Mas eles não são importantes. Suas histórias passam pela linha de eventos que leva ao crash de 2007 como passam as fotos e vídeos entre os três momentos do filme. Eles não são o foco. São parte dele. Causa estranheza, portanto, a tentativa de adentrar na mente de Burry, talvez para dar um peso de protagonista a Christian Bale ou, ao menos, para criar uma identificação com seus fantasmas – ele tem um olho de vidro e se autodiagnosticou com Síndrome de Asperger.

Isso não funciona. Não há herois no filme. Desde o começo, os quatro personagens principais têm como objetivo lucrar apostando contra a economia americana, o que Hickert muito didaticamente lembra que é errado: “A cada 1% de desemprego, 40 mil pessoas morrem, vocês sabiam disso?”.

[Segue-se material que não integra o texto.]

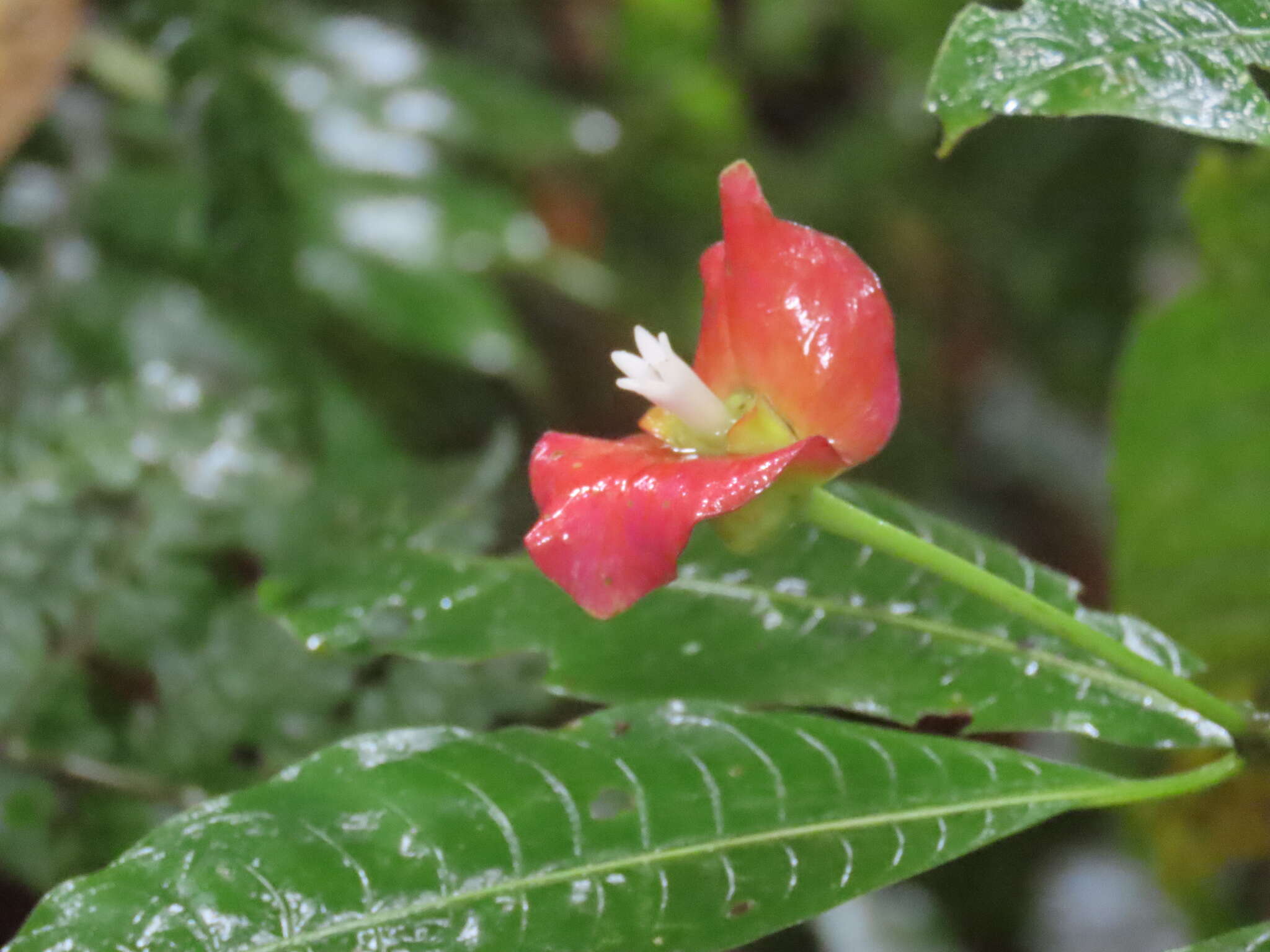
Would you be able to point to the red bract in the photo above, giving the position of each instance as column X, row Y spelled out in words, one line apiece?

Não, eles não sabiam. E nem nós.

Adam McKay estreia seu primeiro drama depois de comédias como O Âncora (2004) e Os Outros Caras (2010), onde há sempre uma mordaz crítica sobre alguma ponta solta da sociedade estadunidense – e, portanto, do Ocidente. Essa sua grande aposta da vez, onde ele fez um filme considerado “esquerdista” por algumas críticas, é uma tentativa de expor ao público o que silenciosamente acontece atrás dos guichês dos bancos, desde que existem bancos. “Se as pessoas realmente voltarem a ficar bravas com isso, eu fico muito feliz!”, confessou o diretor à revista online Vulture.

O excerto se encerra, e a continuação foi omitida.